Kesulitannya bukan hanya dari segi ontologinya yang akan membahas dari sesuatu yang sangat konkret sampai ke yang mahaabstrak, melainkan juga kita akan mengabstrakkan yang konkret dan mengonkretkan yang abstrak.
Dalam tulisan ini lebih rumit lagi karena juga akan dicoba mengungkap perbedaan antara jauhar dan aradh menurut kalangan filsuf dan menurut kalangan sufi.
Jauhar adalah substansi dari sebuah wujud yang dapat mewujudkan dirinya sendiri tanpa bantuan wujud lain, seperti badan, pohon, batu, dan lain sebagainya.
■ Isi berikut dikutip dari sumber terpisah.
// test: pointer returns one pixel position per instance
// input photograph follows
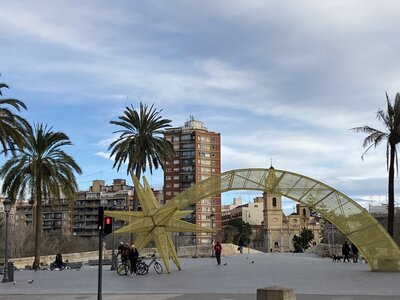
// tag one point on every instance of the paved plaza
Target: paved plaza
(311, 277)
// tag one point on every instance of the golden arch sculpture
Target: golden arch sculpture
(375, 244)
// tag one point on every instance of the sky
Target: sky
(280, 80)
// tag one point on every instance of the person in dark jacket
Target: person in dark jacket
(346, 251)
(217, 251)
(133, 258)
(354, 249)
(59, 262)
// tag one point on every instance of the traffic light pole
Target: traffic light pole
(100, 272)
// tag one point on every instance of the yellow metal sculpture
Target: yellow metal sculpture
(375, 244)
(155, 223)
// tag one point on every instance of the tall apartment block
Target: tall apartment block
(56, 216)
(117, 196)
(198, 156)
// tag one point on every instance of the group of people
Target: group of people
(346, 249)
(129, 253)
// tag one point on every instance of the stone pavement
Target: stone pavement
(310, 276)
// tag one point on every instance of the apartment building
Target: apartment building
(117, 196)
(57, 216)
(198, 156)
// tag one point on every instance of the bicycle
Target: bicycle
(123, 268)
(157, 266)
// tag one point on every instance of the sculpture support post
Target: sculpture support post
(7, 209)
(212, 217)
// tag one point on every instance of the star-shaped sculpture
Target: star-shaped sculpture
(155, 223)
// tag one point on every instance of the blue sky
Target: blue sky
(281, 80)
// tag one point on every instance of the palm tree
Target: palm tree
(43, 169)
(391, 134)
(141, 142)
(12, 126)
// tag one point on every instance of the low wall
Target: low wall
(183, 251)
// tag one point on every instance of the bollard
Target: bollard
(275, 293)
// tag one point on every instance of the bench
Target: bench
(95, 262)
(75, 265)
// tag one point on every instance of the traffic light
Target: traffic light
(107, 225)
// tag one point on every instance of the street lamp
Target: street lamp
(212, 217)
(113, 258)
(7, 209)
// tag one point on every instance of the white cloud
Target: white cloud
(279, 80)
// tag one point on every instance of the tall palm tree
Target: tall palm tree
(141, 142)
(391, 134)
(12, 126)
(43, 169)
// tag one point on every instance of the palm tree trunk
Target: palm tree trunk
(38, 225)
(135, 197)
(391, 190)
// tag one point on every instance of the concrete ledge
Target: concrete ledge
(275, 293)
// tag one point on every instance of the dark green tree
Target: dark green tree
(237, 230)
(391, 135)
(12, 126)
(302, 242)
(42, 169)
(141, 142)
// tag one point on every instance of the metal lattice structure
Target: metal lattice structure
(374, 243)
(155, 223)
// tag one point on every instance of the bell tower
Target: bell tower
(273, 213)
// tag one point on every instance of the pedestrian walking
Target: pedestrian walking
(354, 249)
(217, 251)
(241, 244)
(133, 258)
(346, 251)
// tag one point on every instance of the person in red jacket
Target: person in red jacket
(217, 251)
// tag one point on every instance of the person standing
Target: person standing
(133, 258)
(217, 251)
(241, 245)
(125, 253)
(346, 251)
(354, 249)
(120, 249)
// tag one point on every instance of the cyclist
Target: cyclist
(125, 253)
(58, 263)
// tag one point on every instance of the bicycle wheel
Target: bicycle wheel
(142, 268)
(158, 267)
(122, 269)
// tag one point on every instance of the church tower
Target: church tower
(273, 213)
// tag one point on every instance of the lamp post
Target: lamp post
(212, 217)
(113, 258)
(7, 209)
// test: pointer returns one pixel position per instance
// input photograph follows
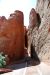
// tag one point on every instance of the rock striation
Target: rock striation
(12, 35)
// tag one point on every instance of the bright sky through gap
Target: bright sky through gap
(9, 6)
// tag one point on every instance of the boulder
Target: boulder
(12, 36)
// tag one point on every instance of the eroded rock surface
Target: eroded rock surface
(43, 36)
(12, 35)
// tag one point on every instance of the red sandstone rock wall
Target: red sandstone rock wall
(12, 36)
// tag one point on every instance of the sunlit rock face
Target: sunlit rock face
(43, 8)
(12, 36)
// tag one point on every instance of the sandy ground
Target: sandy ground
(24, 69)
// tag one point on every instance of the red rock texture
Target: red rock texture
(32, 18)
(12, 36)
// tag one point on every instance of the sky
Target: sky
(9, 6)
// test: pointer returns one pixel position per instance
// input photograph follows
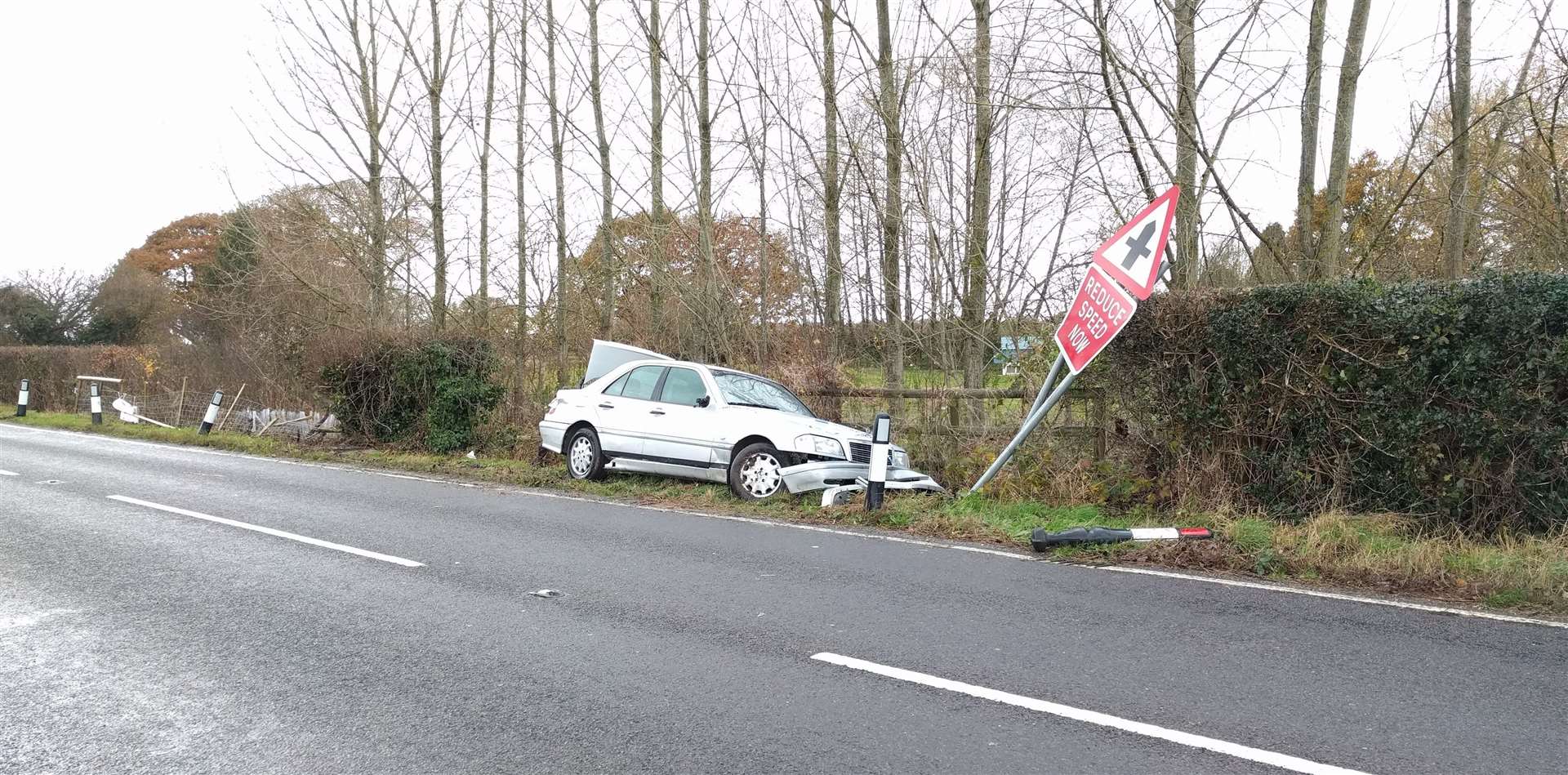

Sedangkan, aradh adalah accident yang tidak memiliki substansi wujud tersendiri, tetapi memerlukan wujud lain untuk mewujudkan dirinya, seperti warna dan bentuk.
Jauhar dan aradh, menurut para filsuf, merupakan dua struktur entitas yang berbeda walau pun keduanya sulit untuk dipisahkan. Sedangkan menurut kalangan sufi, aradh dan jauhar bukanlah merupakan dua entitas yang berbeda, tetapi yang satu merupakan hakikat dan lainnya merupakan manifestasi.
Seperti Allah sebagai hakikat wujud (al-Haqiqah al-Wujud), kemudian memunculkan manifestasi (madzhar). Antara hakikat wujud dengan wujud-wujud (a’yan) yang mewujudkan diri-Nya walaupun keduanya berbeda, tidak bisa dipisahkan satu sama lain.
Jauhar dan aradh adalah dua manifestasi yang mewujudkan diri-Nya. Yang pertama, (jauhar) manifestasi mampu mewujudkan dirinya sendiri, sedangkan yang kedua (aradh manifestasi yang tidak mampu mewujudkan dirinya, dengan kata lain ia memerlukan jauhar-jauhar untuk memantulkan keberadaan dirinya sendiri.
Contohnya, bendera Indonesia, merah putih, tidak mungkin bisa terwujud tanpa ada bahan kain atau tembok tempat warna merah putih itu menempel. Kain atau tembok adalah jauhar, sedangkan warna merah dan putih adalah aradh.
Contoh lain, sebuah nama dengan yang dinamai. Nama adalah menempel pada sebuah zat, karena itu nama disebut jauhar dan zat yang dinamai disebut aradh.